Невинность в расплату
Шрифт:
А наносить удары. Просчитывать ситуации наперед. Драться с врагом в бизнесе или на ринге. Это уже пришло само. Мелочь. Просто. Все просто, когда тебя ничто не задевает. Не способно задеть.
И вот теперь.
Теперь.
Будто комаром под кожу. Под удары ребер. Проник яд. Имя которому Мари.
И крушит. И ломает. Все, что выстраивалось годами. Потом. Кровью.
Крушит так, что вскрывает череп.
Даже сейчас.
Дав Ольше передышку, усаживаю сверху. Яростно вколачиваюсь
А все равно. Слышу ее запах. И будто ее тонкие пальчики скребут.
По груди. В самое нутро добираются. Царапают ногтями. Даже будто голос ее. Тихий. Нежный. В ушах звенит.
— Твою мать, Ольга, — дергаю ее бедра сильнее.
Под стоны, под звуки ударов заглушить этот голосок хочу. Начисто заглушить. Перебить. Забыть и не вспоминать больше.
Запах другой. Порочный. Похотливый. Он воздух пропитывает. Всю комнату. И ее. Ее тоже выветрить должен.
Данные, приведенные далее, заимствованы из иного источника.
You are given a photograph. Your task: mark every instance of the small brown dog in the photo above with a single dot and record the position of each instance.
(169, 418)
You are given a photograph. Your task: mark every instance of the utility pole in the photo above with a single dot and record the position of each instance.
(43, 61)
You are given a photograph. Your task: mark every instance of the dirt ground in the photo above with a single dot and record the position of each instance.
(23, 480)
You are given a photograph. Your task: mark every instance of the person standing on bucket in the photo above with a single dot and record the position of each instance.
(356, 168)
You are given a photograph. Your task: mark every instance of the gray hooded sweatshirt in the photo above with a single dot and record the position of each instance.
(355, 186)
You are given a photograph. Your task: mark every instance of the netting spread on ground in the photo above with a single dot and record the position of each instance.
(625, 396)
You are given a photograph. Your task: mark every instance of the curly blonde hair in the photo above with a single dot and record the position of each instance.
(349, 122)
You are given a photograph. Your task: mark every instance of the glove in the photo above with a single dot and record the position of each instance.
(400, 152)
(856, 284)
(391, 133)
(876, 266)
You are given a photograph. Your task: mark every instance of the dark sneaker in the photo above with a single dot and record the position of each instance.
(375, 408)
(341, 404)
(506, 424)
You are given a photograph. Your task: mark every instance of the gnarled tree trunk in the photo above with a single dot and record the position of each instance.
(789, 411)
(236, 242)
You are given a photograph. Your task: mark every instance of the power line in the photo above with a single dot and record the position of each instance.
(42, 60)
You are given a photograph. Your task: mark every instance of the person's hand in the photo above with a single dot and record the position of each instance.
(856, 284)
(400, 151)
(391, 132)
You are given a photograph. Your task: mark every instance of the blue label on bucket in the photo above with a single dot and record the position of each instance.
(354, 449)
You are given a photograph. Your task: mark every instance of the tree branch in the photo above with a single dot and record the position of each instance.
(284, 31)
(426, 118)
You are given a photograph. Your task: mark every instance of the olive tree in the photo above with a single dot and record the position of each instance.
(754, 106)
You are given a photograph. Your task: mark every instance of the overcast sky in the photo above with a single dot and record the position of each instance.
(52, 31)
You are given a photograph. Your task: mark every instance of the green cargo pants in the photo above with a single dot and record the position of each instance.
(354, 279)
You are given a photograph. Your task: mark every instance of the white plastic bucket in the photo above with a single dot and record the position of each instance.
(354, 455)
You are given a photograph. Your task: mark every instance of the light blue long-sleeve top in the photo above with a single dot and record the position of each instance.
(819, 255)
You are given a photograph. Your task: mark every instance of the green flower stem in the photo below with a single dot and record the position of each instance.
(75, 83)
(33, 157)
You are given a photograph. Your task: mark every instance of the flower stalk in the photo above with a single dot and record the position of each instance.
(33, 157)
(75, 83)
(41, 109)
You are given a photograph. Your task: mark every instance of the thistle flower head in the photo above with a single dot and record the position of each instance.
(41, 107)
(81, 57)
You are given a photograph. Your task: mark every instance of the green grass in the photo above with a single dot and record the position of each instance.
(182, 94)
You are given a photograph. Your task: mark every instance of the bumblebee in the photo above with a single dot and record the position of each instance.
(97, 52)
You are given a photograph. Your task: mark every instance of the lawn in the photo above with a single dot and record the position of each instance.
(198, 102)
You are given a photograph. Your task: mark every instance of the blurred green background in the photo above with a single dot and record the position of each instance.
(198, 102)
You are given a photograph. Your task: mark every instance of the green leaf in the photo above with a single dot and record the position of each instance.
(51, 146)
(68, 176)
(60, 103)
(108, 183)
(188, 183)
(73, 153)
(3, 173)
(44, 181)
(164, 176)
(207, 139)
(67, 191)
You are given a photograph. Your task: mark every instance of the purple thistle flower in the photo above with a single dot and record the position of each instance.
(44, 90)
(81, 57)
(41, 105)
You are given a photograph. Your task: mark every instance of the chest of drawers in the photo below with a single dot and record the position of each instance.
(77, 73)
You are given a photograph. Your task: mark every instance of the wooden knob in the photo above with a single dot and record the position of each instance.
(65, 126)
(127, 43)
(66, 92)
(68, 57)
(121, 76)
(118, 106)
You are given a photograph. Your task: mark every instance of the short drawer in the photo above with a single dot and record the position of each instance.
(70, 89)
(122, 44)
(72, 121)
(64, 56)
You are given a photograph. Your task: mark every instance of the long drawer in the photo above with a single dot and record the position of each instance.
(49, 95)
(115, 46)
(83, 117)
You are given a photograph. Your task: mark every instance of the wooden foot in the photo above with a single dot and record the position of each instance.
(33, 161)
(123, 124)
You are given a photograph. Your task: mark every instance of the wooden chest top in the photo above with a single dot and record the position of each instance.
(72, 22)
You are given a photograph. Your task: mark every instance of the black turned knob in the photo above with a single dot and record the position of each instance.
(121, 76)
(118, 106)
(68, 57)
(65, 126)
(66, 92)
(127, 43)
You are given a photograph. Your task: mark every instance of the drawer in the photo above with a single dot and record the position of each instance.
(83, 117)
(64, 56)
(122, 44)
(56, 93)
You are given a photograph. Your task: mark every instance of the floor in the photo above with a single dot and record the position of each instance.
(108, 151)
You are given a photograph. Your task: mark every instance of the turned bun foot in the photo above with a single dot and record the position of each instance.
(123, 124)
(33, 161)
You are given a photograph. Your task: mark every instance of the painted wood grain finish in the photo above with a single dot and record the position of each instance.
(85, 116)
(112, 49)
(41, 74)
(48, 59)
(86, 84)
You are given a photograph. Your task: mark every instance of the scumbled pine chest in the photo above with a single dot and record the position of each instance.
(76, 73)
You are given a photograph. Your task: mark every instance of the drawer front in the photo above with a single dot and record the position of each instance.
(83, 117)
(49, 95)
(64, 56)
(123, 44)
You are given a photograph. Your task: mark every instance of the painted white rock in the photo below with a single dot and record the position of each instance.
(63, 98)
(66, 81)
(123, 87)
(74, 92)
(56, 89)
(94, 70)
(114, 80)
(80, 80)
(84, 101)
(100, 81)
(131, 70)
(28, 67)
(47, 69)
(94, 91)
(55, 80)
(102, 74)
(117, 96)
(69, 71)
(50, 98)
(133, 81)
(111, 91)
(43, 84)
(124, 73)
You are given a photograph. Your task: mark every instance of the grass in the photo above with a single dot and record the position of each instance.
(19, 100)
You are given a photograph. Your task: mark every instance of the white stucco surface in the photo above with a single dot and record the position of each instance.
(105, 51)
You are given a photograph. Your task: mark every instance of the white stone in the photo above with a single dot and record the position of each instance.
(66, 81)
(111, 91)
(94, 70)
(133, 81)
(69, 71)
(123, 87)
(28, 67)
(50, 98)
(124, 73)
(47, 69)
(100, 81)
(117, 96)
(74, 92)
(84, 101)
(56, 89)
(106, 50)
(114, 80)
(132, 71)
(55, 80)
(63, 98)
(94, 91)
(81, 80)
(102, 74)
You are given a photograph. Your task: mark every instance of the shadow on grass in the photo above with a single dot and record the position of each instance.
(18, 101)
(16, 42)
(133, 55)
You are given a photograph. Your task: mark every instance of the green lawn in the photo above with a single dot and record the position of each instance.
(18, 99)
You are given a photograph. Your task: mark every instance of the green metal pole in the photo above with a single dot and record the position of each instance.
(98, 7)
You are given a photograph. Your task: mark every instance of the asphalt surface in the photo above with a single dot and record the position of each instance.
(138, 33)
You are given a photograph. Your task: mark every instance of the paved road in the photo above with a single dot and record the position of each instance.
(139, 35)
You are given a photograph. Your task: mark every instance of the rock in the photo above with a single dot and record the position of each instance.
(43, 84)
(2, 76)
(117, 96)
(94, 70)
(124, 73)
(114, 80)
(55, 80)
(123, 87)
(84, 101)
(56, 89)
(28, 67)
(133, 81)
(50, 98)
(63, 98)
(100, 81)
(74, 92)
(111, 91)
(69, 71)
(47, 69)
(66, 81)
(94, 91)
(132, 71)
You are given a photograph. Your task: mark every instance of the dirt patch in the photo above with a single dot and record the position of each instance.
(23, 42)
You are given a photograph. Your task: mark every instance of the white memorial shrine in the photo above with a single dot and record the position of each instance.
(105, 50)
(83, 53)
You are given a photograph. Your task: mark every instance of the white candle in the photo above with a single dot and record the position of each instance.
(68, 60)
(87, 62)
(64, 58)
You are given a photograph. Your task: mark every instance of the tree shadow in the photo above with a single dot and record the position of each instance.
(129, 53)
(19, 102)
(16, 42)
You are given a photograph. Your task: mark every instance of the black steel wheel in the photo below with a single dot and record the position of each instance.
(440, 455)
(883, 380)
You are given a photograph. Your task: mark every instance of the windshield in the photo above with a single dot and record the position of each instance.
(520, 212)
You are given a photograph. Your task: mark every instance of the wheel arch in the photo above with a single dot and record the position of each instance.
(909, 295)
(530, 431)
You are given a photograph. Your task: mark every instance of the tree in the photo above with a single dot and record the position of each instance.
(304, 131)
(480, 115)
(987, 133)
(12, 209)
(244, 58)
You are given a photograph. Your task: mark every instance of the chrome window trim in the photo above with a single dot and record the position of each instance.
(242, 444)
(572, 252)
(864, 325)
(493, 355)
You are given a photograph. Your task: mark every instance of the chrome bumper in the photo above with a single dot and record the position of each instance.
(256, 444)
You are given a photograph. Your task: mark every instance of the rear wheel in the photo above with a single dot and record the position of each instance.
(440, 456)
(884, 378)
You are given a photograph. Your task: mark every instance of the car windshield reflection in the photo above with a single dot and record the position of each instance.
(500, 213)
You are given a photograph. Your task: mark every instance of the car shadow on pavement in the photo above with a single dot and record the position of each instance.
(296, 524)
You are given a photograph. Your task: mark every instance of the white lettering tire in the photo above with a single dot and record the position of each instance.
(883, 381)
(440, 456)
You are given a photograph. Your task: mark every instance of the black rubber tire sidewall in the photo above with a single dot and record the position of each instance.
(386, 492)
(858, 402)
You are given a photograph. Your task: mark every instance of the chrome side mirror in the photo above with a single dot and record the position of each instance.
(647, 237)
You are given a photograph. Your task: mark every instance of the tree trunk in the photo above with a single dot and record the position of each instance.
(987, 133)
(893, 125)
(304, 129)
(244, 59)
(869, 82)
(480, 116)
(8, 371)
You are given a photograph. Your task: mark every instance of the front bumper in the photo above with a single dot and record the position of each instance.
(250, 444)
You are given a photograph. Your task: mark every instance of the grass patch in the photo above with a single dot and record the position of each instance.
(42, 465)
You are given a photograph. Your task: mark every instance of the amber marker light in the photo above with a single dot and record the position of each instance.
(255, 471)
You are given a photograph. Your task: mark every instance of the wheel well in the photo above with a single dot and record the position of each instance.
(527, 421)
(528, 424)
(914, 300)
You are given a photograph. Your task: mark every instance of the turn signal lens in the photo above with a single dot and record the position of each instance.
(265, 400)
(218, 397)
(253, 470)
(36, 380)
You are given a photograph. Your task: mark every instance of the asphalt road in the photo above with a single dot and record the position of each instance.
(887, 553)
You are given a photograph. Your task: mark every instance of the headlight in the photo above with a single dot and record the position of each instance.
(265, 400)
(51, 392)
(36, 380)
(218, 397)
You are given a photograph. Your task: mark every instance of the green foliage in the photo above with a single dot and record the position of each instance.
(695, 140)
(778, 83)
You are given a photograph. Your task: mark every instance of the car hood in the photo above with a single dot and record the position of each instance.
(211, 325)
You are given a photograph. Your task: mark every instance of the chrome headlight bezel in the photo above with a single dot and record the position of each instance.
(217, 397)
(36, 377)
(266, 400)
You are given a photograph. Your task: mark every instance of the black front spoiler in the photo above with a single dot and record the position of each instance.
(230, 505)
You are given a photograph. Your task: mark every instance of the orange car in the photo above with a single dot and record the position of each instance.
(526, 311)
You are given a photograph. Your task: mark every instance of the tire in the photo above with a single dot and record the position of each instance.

— Быстрее, — почти рычу, вбиваясь оглушительными хлопками.
Ольга уже не стонет. Орет. На ультразвуке.
Хоть кого-то этой ночью накрыл оргазм.
Уши закладывает, а все равно.
Скребет. Скребет внутри. Все сильнее.
И тревогой дикой какой-то. Ядом обволакивает.
— Чеееерт!
Рывком поднимаюсь на постели, даже не заметив, как стряхиваю все еще кончающую Ольгу прямо на пол.
— Бадрид? Ты что? Я… Что-то не так? Что с тобой?
А хрен знает, что. Только одно чувствую. Надо спешить.
Накидываю брюки и рубашку, застегивая на ходу.
Даже не думаю, куда. Ноги сами несут, не разбирая дороги, не всматриваясь.
Через кусты роз. Оставляя на шипах обрывки кожи. Несусь.
И внутри все нарастает паника.
Что-то страшное случилось. Что-то. Катастрофическое. И главное одно! Успеть!
— Маааариииииии! Нееееет! Нет, твою мать!
Я падаю, как подкошенный рядом с ней на землю. Глохну от собственного крика.
Блядь. Я не успел. Не успел, черти бы жрали эту ограду!
Всего одну секунду! Или меньше! Один шаг, и сумел бы ее поймать на лету!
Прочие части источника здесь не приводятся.